Further Reading on Jawaharlal Nehru
A useful collection of Nehru's speeches and writings is Nehru: The First Sixty Years, selected and edited by Dorothy Norman (2 vols., 1965). Major biographies are Frank Moraes, Jawaharlal Nehru (1956); Donald E. Smith, Nehru and Democracy: The Political Thought of an Asian Democrat (1958); Michael Brecher, Nehru: A Political Biography (1960); and M. N. Das, The Political Philosophy of Jawaharlal Nehru (1961). A journalistic account, written by an intimate of the Nehru household, is Marie Seton, Panditiji: A Portrait of Jawaharlal Nehru (1967), a valuable book for students of Indian politics and history. A somewhat simplified biography, particularly suitable for young adults and casual readers, is Bani Shorter, Nehru: A Voice for Mankind (1970).

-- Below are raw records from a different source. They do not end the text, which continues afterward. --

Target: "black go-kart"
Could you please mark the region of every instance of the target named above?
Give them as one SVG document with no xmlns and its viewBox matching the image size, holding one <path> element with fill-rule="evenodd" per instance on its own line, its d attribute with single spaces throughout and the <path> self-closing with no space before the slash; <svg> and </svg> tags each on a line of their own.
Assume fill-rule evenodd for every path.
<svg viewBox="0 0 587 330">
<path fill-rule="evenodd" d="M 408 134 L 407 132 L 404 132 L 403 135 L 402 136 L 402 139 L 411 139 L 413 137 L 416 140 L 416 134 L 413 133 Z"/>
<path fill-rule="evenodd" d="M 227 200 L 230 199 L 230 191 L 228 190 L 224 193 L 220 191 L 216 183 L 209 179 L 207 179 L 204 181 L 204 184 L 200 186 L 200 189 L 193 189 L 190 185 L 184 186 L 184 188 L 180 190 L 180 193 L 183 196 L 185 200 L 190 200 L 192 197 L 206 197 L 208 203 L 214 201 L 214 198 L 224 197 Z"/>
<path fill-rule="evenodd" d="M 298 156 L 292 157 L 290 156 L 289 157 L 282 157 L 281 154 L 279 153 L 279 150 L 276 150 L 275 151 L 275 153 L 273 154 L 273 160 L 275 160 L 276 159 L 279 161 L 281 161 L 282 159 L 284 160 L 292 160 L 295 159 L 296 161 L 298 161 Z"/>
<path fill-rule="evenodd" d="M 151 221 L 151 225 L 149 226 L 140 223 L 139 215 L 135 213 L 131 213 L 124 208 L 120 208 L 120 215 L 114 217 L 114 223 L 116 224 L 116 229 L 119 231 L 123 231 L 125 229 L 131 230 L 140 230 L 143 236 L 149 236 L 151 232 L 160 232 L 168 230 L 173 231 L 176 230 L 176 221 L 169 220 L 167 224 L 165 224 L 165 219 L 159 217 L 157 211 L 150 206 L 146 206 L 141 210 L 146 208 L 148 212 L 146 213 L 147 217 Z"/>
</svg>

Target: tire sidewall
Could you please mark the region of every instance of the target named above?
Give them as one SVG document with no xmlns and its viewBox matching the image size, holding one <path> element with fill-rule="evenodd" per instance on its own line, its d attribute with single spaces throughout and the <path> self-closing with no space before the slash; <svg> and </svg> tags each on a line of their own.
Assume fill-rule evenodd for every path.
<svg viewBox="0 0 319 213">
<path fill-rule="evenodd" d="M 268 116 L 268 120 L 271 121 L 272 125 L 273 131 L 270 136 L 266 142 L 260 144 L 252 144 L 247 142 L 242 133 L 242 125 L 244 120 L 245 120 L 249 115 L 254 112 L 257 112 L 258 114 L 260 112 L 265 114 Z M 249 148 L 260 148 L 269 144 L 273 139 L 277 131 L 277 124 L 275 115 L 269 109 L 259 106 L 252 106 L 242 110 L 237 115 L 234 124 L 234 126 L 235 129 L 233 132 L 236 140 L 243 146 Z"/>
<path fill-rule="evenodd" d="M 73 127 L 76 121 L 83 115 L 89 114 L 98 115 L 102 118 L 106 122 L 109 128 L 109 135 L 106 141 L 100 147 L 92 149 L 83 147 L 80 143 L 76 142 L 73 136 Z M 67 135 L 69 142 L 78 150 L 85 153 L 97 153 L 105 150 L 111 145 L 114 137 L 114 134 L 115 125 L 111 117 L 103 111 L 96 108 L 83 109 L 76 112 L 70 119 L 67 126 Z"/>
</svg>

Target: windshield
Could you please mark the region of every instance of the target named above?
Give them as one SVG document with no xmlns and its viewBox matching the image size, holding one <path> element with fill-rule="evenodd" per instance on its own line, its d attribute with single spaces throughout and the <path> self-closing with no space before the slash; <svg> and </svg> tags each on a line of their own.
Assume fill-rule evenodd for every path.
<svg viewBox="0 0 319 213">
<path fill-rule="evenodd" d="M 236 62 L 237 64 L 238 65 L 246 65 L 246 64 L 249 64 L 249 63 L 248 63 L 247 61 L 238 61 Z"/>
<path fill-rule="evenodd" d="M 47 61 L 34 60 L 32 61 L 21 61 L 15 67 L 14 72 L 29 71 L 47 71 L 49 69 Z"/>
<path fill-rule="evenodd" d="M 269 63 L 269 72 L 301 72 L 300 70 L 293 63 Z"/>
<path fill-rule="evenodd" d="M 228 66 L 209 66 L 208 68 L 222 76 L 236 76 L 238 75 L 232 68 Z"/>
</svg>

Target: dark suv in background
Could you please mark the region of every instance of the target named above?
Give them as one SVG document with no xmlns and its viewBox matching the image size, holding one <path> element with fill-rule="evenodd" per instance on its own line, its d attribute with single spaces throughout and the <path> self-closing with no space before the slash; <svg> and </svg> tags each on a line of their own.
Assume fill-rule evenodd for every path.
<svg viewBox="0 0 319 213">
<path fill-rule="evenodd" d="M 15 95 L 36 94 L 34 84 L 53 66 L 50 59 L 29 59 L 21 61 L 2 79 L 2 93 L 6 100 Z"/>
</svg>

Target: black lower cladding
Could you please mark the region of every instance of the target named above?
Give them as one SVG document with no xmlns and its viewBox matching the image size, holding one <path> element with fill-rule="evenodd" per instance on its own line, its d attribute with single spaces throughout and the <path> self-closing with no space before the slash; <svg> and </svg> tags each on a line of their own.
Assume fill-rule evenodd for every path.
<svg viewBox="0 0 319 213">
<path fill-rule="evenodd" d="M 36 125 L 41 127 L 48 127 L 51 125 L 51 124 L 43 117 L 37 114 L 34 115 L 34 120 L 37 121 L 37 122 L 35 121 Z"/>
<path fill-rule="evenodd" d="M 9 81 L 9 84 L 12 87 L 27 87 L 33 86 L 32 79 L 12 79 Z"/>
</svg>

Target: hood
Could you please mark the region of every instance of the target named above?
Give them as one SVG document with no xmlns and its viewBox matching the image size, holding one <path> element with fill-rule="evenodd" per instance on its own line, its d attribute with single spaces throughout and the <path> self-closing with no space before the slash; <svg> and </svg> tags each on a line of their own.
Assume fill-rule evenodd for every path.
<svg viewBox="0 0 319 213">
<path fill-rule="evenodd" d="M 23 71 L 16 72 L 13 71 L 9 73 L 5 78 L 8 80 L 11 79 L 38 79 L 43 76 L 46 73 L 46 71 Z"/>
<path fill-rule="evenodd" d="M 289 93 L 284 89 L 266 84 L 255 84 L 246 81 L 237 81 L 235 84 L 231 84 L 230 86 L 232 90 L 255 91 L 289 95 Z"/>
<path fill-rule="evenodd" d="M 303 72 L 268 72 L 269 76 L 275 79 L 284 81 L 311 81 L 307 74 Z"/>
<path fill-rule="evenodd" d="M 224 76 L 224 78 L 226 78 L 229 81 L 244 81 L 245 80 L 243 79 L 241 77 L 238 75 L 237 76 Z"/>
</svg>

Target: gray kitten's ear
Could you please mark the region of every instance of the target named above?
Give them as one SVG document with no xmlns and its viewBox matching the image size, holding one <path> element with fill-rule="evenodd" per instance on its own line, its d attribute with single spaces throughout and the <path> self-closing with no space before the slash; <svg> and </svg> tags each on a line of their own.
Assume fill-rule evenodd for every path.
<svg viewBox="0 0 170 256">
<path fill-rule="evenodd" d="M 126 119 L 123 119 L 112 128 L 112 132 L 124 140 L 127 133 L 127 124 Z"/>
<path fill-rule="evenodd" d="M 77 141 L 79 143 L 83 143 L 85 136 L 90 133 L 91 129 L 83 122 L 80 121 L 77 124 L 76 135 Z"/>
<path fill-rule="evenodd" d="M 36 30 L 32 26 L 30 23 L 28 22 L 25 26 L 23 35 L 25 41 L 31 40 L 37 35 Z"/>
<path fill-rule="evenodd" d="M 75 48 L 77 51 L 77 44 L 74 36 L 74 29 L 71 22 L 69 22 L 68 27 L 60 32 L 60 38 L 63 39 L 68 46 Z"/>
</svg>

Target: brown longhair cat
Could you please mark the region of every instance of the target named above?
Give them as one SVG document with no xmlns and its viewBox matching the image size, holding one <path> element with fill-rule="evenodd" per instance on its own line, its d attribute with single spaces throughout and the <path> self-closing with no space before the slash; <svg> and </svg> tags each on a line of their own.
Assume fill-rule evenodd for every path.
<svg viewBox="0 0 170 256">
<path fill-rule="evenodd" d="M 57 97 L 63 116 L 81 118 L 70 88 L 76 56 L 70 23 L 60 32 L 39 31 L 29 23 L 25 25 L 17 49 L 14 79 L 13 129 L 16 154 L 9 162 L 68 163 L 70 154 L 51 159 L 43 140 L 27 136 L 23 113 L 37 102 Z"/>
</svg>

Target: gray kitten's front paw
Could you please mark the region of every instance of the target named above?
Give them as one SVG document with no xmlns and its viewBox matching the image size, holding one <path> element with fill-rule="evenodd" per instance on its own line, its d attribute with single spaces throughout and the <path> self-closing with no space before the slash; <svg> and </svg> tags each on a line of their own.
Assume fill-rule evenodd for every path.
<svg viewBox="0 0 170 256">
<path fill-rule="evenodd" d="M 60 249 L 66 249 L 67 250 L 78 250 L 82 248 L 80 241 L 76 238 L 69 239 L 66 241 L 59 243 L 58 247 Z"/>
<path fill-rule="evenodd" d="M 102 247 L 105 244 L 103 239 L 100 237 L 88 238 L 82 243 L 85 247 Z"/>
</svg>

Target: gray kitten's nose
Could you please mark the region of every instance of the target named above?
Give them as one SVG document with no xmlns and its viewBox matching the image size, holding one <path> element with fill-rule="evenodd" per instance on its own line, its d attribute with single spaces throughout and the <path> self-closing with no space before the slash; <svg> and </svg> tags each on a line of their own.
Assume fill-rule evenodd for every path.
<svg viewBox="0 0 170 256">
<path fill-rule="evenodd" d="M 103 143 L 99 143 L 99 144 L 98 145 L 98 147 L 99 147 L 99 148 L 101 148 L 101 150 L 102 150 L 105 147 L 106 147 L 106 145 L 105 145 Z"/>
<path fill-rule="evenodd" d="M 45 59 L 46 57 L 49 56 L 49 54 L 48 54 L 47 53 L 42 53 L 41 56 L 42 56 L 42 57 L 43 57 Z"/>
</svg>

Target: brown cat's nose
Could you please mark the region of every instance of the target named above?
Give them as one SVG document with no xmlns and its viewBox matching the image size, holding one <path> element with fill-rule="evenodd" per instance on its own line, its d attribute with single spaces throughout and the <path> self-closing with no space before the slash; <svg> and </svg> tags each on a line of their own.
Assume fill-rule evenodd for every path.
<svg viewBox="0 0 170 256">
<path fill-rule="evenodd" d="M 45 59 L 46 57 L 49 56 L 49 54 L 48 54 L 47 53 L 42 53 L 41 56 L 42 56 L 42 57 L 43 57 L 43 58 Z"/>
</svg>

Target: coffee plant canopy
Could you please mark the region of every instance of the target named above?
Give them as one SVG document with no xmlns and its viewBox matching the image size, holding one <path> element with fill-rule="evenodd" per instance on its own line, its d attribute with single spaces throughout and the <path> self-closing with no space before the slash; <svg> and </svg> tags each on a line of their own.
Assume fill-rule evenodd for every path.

Works that assess Nehru's achievements and evaluate his place in history include K. Natwar-Singh, ed., The Legacy of Nehru: A Memorial Tribute (1965); The Emerging World: Jawaharlal Nehru Memorial Volume (1965); and G. S. Jolly, ed., The Image of Nehru (1969), all of which are laudatory and should be balanced by more critical appraisals, such as that in Brecher's biography. Walter Crocker, an intimate friend, yet sometimes a critic, of Nehru, wrote Nehru: A Contemporary's Estimate (1966), which is a more balanced appraisal. Paul F. Power and Columbia University Committee on Oriental Studies, eds., India's Nonalignment Policy (1967), deals with various Indian and foreign views of Nehru's foreign policy and contains a good bibliography on the subject. Another work by Michael Brecher, Nehru's Mantle: The Politics of Succession in India (1966), analyzes the parliamentary system in India that made possible a peaceful succession.